Results : ERG a- and b-wave amplitudes were significantly reduced in diabetic controls after 3- and 6-months of diabetes and these changes were completely prevented by treatment with 2-HDP (P<0.01). This drug also prevented retinal FDP-lysine accumulation, the activation of Müller cells and microglia, and neuro and vasodegenerative changes in the diabetic retina (P<0.05). MD simulations have revealed that most 2-HDP molecules are protonated and do not readily cross cell membranes.

Conclusions : Our studies provide strong evidence for a key role of acrolein and FDP-lysine in the development of the neurovascular lesions associated with DR.

This abstract was presented at the 2022 ARVO Annual Meeting, held in Denver, CO, May 1-4, 2022, and virtually.

目的：糖尿病视网膜病变（DR）是糖尿病常见的神经血管并发症。丙烯醛衍生的高级脂氧化终产物 FDP-赖氨酸 (N ^ε -(3-formyl-3,4-dehydropiperidino-lysine) 的视网膜积累与这种情况的发病机制有关。我们已经确定了一种新药称为 2-HDP 可有效清除丙烯醛并防止糖尿病期间视网膜 FDP-赖氨酸积累。本研究的目的是确定 2-HDP 是否可以预防糖尿病期间的神经血管功能障碍。

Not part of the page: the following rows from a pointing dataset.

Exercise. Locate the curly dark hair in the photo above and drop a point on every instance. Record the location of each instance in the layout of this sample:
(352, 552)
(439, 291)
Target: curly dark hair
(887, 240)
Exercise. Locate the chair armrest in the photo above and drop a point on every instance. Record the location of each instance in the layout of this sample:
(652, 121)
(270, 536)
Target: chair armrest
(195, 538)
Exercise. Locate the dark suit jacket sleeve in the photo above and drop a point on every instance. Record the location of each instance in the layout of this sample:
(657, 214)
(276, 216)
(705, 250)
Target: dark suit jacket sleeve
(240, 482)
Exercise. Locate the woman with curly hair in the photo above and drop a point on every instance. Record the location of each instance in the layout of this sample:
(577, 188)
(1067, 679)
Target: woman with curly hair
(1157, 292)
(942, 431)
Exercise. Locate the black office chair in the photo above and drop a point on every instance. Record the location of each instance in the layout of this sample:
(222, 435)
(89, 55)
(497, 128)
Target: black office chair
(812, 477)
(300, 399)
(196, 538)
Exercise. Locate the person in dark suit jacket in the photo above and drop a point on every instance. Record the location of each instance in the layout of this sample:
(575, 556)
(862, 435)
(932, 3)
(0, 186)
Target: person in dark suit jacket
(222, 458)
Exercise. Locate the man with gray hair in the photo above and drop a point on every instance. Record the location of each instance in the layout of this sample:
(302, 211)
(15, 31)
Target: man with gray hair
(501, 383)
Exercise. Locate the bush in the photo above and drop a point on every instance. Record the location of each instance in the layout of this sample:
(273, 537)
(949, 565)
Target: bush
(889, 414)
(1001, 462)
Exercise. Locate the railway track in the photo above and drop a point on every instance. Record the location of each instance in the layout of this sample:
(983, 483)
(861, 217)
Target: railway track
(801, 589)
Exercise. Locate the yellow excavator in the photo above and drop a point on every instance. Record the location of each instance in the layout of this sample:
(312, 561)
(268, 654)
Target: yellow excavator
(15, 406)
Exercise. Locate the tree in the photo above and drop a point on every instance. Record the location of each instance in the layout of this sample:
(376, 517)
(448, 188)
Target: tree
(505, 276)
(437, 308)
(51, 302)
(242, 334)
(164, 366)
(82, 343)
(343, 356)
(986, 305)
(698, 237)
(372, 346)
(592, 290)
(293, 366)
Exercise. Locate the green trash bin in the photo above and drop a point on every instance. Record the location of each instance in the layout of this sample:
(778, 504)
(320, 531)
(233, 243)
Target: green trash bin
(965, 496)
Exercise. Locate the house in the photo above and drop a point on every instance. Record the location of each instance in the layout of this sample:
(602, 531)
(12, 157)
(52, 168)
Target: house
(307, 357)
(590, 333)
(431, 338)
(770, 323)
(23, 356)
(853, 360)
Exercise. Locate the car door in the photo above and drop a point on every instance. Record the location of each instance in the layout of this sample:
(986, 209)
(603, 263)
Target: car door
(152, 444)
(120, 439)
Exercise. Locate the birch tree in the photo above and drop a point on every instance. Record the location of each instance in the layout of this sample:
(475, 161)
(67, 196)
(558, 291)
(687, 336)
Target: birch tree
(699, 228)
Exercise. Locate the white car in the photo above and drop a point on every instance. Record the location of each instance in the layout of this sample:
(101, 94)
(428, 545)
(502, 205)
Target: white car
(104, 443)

方法：雄性Sprague-Dawley大鼠分为三组：（1）非糖尿病组；(2) 链脲佐菌素诱发的糖尿病；(3) 在饮用水中加入 2-HDP 治疗的糖尿病患者。在糖尿病诱导后 1、3 和 6 个月测量血压、体重、饮水量、HbA1c 和视网膜电图 (ERG) 的体内分析。进行免疫标记、蛋白质印迹、细胞因子阵列和埃文蓝染料测定以研究视网膜的血管、神经元和神经胶质成分。进行分子动力学 (MD) 模拟以研究 2-HDP 药物在细胞膜上的渗透。

结果：糖尿病对照组在糖尿病 3 个月和 6 个月后，ERG a 波和 b 波振幅显着降低，而这些变化通过 2-HDP 治疗完全被阻止（P<0.01）。该药物还可以防止视网膜 FDP-赖氨酸积累、Müller 细胞和小胶质细胞的活化，以及糖尿病视网膜的神经和血管退行性变化（P<0.05）。MD 模拟表明，大多数 2-HDP 分子是质子化的，不容易穿过细胞膜。

结论：我们的研究为丙烯醛和 FDP-赖氨酸在与 DR 相关的神经血管病变发展中的关键作用提供了强有力的证据。

该摘要于 2022 年 5 月 1 日至 4 日在科罗拉多州丹佛市举行的 2022 年 ARVO 年会上以虚拟形式呈现。